Эти вопросы редко прилагались к политическим теориям кальвинизма, и оттого представление о них было по большей части крайне ошибочным. Не демократический строй, не равенство сословий защищали они. Они не были также, как думает Мишле, предшественниками деятелей 89 года: их идеал находился не в будущем, а в том прошедшем, когда существовал феодальный строй, когда свобода и господство знати служили основным началом жизни. Правда, публицисты эти говорили много и хорошо о «народе», но под этими словами они понимали не массу, не всех, а часть народа, высшее сословие. Его права и были для них важны, — об остальном они не заботились.
В своих выводах гугеноты опирались на Библию и на примеры, представляемые историею Франции и других средневековых государств. Когда они доказывали, что народ выше и могущественнее короля, что он избирает его, то имели ввиду примеры такого избрания в истории своей родины. «Разве франки, — говорили они, — не сажали на щит своих королей? Разве Гуго Капет по наследству получил корону? А в Польше, Испании и других государствах разве не магнаты, как и во Франции, всегда избирали своего короля?»[1171]
Далее. Государь, по учению гугенотов, не имеет права ни издавать законов, ни самовольно налагать податей, или распоряжаться землями фиска. Почему? Потому что так было прежде, когда народ сам назначал налоги, составлял законы[1172]. Когда галльские короли желали одарить церковь, у кого, как не у знати, испрашивали они разрешения распоряжаться государственною собственностью?[1173]

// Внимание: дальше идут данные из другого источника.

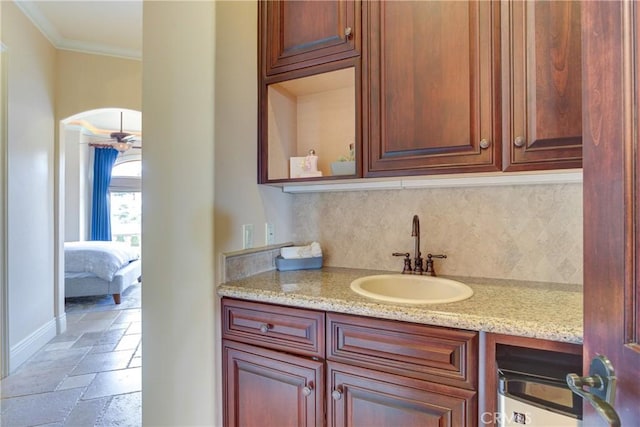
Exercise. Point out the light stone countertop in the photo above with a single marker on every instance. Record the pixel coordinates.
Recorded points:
(530, 309)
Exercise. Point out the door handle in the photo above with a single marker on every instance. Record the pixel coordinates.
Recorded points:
(602, 384)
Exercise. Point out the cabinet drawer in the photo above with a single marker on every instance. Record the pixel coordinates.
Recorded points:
(287, 329)
(435, 354)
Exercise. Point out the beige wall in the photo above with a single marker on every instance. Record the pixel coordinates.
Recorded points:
(180, 369)
(239, 199)
(30, 176)
(86, 82)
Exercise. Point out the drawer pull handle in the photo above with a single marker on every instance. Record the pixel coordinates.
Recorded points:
(264, 328)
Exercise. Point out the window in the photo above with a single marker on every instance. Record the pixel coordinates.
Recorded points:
(126, 202)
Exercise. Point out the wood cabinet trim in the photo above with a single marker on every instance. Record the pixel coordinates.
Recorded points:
(432, 353)
(289, 329)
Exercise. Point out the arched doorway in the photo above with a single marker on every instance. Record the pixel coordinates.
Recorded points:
(79, 135)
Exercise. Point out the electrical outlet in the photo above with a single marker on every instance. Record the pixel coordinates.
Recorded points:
(247, 236)
(269, 233)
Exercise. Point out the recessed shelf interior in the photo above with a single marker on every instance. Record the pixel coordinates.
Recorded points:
(311, 113)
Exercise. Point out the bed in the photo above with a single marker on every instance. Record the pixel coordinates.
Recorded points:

Народ в силу договора разрешает королю управлять собою: со всеми королями Франции поступали так. Они должны были давать клятву в ненарушимости народных прав[1174]. Теперь, в XVI в., король нарушил договор с подданными, нарушил их права. Вследствие этого должно взяться за оружие, необходимо противодействовать его стремлениям «обратить дворян в чернь»[1175]. Какое же основание для борьбы? Потому что так поступали французы в прежние времена, потому что они, несмотря на свое уважение к особе короля, восставали с оружие в руках для спасения страны, для сохранения общественного блага[1176].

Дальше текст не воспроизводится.